The first section (A) on ZTF is all truth, from 21 months of running Lasair-ZTF. For each different kind of database table, the number of rows in each table, the number of attributes in each record, and their accumulation as gigabytes per year. Notice that the noncandidates use as much space as the candidates (==detections), even though the noncandidate schema is so small.

The second section (B) uses the LSST data products definition (https://lse-163.lsst.io/) for the numbers of attributes in each record, and then for the millions/yr, just multiplies ZTF by 50. Given the attributes per record, that becomes a prediction of storage requirements.

A relational database with all the DIASources and DIAForcedSources would grow at
9.5 Tbyte per year (22 billion rows per year).
If, however, the light curves are in a blob store, the relational database would contain just the last row, objects with at least 3 detections, and it would grow at
0.5 Tbyte per year (0.1 billion rows per year).

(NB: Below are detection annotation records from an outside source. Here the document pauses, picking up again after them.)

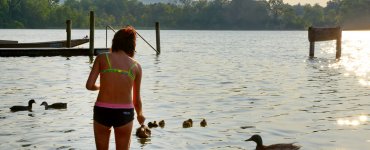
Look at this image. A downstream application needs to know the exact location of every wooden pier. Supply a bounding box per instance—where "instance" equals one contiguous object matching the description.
[0,11,160,57]
[0,48,109,57]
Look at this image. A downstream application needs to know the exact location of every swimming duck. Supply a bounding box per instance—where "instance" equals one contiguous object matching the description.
[136,125,152,138]
[200,119,207,127]
[10,99,36,112]
[245,134,301,150]
[158,120,165,128]
[182,119,193,128]
[148,121,158,128]
[40,102,67,110]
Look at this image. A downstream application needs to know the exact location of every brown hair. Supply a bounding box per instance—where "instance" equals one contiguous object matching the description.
[112,26,136,57]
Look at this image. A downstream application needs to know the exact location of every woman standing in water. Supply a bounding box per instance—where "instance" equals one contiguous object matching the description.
[86,26,145,150]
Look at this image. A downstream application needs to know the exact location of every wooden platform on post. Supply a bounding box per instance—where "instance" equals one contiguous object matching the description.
[308,27,342,59]
[0,48,109,57]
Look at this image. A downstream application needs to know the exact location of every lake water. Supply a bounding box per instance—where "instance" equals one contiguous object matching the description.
[0,30,370,150]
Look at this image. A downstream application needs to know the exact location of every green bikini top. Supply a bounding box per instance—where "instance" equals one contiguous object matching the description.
[100,53,136,80]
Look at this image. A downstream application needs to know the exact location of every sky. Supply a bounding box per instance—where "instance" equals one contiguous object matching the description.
[284,0,329,6]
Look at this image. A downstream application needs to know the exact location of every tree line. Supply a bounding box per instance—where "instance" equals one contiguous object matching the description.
[0,0,370,30]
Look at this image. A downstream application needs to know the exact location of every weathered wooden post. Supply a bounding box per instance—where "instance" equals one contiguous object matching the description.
[335,27,342,59]
[155,22,161,55]
[308,27,342,59]
[90,11,95,63]
[66,20,72,48]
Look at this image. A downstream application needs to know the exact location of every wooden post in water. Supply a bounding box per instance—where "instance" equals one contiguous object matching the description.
[155,22,161,55]
[335,28,342,59]
[308,27,342,59]
[90,11,95,63]
[66,20,72,48]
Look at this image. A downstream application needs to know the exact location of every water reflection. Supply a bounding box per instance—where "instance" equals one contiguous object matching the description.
[337,115,368,126]
[329,31,370,87]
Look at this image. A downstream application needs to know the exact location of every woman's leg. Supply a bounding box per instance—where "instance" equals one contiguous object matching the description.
[114,121,133,150]
[94,121,111,150]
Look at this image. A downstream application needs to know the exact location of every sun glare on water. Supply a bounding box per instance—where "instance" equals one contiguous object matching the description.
[333,31,370,87]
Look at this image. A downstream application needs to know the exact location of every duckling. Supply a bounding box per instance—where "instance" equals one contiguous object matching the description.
[10,99,36,112]
[200,119,207,127]
[136,125,152,138]
[182,119,193,128]
[158,120,165,128]
[40,102,67,110]
[148,121,158,128]
[245,134,301,150]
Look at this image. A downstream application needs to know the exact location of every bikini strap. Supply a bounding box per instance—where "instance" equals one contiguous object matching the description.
[127,62,136,80]
[105,53,112,69]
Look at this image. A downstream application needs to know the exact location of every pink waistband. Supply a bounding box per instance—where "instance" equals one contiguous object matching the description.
[95,102,134,108]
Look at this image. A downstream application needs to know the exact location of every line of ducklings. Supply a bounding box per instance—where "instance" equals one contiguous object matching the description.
[136,119,207,138]
[10,99,67,112]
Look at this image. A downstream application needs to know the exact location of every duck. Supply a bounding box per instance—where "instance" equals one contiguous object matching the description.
[10,99,36,112]
[182,119,193,128]
[200,119,207,127]
[245,134,301,150]
[136,125,152,138]
[40,101,67,110]
[148,121,158,128]
[158,120,165,128]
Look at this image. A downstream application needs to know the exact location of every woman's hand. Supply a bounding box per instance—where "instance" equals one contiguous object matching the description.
[136,115,145,125]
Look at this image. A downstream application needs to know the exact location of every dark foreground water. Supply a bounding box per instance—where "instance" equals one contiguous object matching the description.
[0,30,370,150]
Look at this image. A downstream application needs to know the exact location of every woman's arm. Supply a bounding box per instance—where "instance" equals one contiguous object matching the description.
[133,63,145,125]
[86,55,100,91]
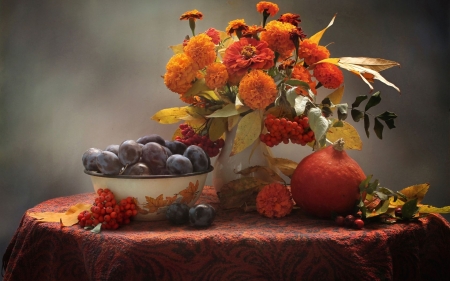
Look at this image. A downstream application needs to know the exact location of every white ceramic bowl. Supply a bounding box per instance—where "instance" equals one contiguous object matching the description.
[84,166,214,221]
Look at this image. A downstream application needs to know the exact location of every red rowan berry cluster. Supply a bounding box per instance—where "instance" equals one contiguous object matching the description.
[175,124,225,157]
[78,188,137,230]
[259,114,314,147]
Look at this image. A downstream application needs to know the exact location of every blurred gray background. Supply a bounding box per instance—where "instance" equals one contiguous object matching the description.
[0,0,450,258]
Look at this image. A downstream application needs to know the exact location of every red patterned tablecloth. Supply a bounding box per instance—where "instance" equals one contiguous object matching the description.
[3,186,450,281]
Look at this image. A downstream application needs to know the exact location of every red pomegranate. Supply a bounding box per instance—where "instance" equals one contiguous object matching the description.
[291,139,366,218]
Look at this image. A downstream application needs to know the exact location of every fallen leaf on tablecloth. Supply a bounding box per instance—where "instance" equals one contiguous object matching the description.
[217,177,269,209]
[179,180,198,204]
[28,203,92,226]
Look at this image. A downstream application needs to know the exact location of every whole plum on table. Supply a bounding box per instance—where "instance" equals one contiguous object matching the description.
[122,162,151,176]
[189,203,216,227]
[97,151,123,175]
[105,144,119,156]
[118,140,142,165]
[142,142,168,175]
[166,140,187,155]
[166,154,194,175]
[183,145,211,172]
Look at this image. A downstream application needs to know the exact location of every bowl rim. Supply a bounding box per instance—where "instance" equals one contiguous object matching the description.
[84,165,214,180]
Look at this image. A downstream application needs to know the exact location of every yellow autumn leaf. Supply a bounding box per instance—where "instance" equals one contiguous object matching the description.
[418,205,450,214]
[399,183,430,204]
[217,177,269,209]
[230,110,262,156]
[327,121,362,150]
[339,57,400,72]
[315,58,400,92]
[326,85,344,105]
[208,118,227,141]
[228,115,241,131]
[169,44,184,55]
[309,14,336,45]
[266,155,298,178]
[236,165,284,182]
[28,203,92,226]
[151,106,189,124]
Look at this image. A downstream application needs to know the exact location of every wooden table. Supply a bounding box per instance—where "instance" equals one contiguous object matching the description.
[3,186,450,281]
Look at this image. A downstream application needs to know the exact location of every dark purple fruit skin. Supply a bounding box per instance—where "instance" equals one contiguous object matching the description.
[142,142,168,175]
[118,140,142,165]
[122,162,151,176]
[136,134,166,146]
[81,147,102,171]
[97,151,123,175]
[166,154,194,175]
[189,203,216,227]
[166,203,189,225]
[166,140,187,155]
[105,144,119,156]
[163,146,173,157]
[183,145,211,172]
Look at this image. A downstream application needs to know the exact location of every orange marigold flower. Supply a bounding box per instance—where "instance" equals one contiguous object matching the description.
[298,39,330,65]
[242,25,266,38]
[180,10,203,20]
[256,183,294,218]
[184,33,216,69]
[256,1,280,17]
[223,37,275,76]
[278,13,302,27]
[205,27,220,45]
[313,63,344,89]
[261,21,296,60]
[291,64,317,96]
[225,19,248,35]
[205,62,228,89]
[164,53,198,94]
[239,70,278,109]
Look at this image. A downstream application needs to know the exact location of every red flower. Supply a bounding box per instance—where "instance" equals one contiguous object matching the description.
[223,37,275,76]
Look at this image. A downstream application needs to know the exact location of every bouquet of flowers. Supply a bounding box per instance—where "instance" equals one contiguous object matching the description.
[152,1,399,160]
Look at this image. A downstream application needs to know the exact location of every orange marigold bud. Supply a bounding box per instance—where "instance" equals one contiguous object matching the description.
[256,183,294,218]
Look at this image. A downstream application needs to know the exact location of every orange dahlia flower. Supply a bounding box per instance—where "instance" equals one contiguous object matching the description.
[205,62,228,89]
[223,37,275,76]
[239,70,278,109]
[291,64,317,96]
[205,27,220,45]
[225,19,248,36]
[298,39,330,65]
[164,53,198,94]
[256,183,294,218]
[180,10,203,21]
[256,1,280,17]
[313,63,344,89]
[261,21,296,59]
[278,13,302,27]
[184,33,216,69]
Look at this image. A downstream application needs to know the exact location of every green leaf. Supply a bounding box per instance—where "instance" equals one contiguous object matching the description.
[294,95,310,116]
[402,198,419,219]
[364,92,381,111]
[352,95,367,108]
[364,113,370,137]
[376,111,397,129]
[336,103,348,121]
[333,120,344,127]
[350,109,364,122]
[373,117,384,140]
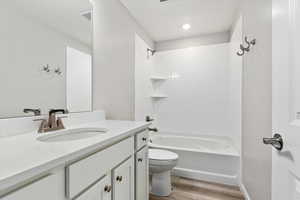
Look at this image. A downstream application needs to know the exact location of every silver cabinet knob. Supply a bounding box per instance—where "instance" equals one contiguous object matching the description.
[104,185,112,193]
[116,176,123,182]
[263,133,283,151]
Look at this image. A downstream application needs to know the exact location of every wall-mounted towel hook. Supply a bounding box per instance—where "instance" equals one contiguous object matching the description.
[42,64,51,73]
[237,36,256,56]
[245,36,256,48]
[236,50,245,56]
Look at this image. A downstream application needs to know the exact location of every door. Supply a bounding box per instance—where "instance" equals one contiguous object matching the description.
[135,147,149,200]
[272,0,300,200]
[76,175,112,200]
[113,157,134,200]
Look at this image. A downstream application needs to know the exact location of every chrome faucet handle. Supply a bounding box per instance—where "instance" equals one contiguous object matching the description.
[148,128,158,132]
[23,108,41,116]
[49,109,68,115]
[146,116,154,122]
[263,133,283,151]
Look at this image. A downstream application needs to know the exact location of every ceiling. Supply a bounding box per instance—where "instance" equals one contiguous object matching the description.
[7,0,92,45]
[120,0,240,42]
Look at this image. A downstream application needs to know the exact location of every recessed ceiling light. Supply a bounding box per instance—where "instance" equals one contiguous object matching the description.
[182,24,191,31]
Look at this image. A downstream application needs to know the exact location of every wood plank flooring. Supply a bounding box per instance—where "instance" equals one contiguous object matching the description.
[150,177,245,200]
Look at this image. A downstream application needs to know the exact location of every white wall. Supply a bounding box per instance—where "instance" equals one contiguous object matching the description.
[134,35,154,121]
[0,2,90,117]
[242,0,272,200]
[229,17,243,150]
[155,32,230,51]
[93,0,153,120]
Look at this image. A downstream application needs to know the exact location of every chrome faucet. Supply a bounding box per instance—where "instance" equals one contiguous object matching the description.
[23,108,41,116]
[38,109,67,133]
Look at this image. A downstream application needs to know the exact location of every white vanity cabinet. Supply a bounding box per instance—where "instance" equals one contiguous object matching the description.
[75,175,112,200]
[113,157,135,200]
[0,128,148,200]
[135,146,149,200]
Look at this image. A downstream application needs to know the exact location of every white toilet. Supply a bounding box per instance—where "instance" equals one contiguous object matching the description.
[149,149,178,196]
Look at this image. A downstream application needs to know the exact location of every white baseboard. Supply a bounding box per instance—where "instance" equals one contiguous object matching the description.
[172,167,239,186]
[240,183,251,200]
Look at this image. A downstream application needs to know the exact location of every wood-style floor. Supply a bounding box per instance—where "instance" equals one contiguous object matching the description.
[150,177,245,200]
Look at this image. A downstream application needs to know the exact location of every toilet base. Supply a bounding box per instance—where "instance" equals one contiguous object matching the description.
[151,170,172,197]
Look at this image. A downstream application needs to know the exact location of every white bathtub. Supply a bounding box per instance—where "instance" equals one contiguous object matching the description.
[150,134,240,185]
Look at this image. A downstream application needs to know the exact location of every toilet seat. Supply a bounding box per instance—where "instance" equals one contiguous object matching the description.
[149,149,178,161]
[149,149,178,196]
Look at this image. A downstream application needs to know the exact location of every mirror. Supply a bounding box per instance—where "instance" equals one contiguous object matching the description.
[0,0,93,118]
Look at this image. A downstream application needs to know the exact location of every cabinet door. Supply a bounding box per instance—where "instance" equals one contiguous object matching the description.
[113,157,134,200]
[75,175,112,200]
[135,147,149,200]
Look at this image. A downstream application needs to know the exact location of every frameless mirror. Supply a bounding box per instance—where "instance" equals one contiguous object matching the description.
[0,0,93,118]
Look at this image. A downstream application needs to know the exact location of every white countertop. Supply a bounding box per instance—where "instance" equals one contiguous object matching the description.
[0,120,149,191]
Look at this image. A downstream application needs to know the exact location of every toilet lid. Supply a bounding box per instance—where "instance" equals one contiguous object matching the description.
[149,149,178,160]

                   millions/yr  attributes gbytes/yr

(A) ZTF
ZTF candidates 49 113 66
ZTF noncandidates 394 4 60
ZTF objects 10 37 4
ZTF objects ncand>=3 2 37 1

(B) mult by 50 to get LSST numbers
LSST DIASources 2450 111 3300
LSST DIAForcedSources 19700 8 6000
LSST DIAObjects 500 396 2000
LSST DIAObjects ncand>=3 100 396 500

Blob store

Images and perhaps light curves will be stored in a "blob store" -- each binary large object (blob) is identified by a identifier. This has been a file system in Lasair-ZTF. We need to be able to push in blobs fast when the ingest happens, and for a researcher, push out a list of blobs for a list of identifiers. Should be manageble and scalable.

-- Hardware
Instead of the traditional spinning disk, a more expensive option is the solid-state disk (SSA). Sometimes SSA is much faster, sometimes not. We will present evidence on where the SSA is worth its extra cost. Of course, if we are using cloud services, whether academic or commercial, it may not be possible to ask for VMs that have SSA resources attached, especially if we want a large number of VMs in a parallel cluster.

Caches

Here we mean two things: re-use and flow-control. A re-use cache is used by the Sherlock classification engine -- if we have already classified a specific point in the sky, it is quicker to look up that classification than to re-compute it. Note that loss of a re-use cache is not critical, it just slows things down. A flow-control cache can be used when many processes contribute to a single process, for example ingestion nodes pushing to a database. Each node can keep content locally (disk, memory) until the downstream database is ready to receive. Loading of the database is spread over a longer time, reducing the required peak flow rate. But the downside is that the local cache may fill up, leading to loss of data.

User content

To what extent will users be able to store data with the Lasair-LSST system? Already in the prototype, they can upload a "watchlist" of several 1000 sources they are interested in, as well as store queries and make comments on interesting objects, Perhaps the watchlist capability can be expanded to millions? Perhaps users will store results of queries and convert those to watchlists? Once user data is stored, the questions are how much data, and for how long is it kept.

Reliability

We do not want users to be disappointed with Lasair-LSST: data lost, an exciting event and the system is down, a first time user never comes back because of failure when they try. We must have a match between capability and expectation. Both Lasair-LSST and the IRIS cloud platform have minimal staff resources and no 24-hour response. We need to be careful with backups, disaster recovery, and risk analysis.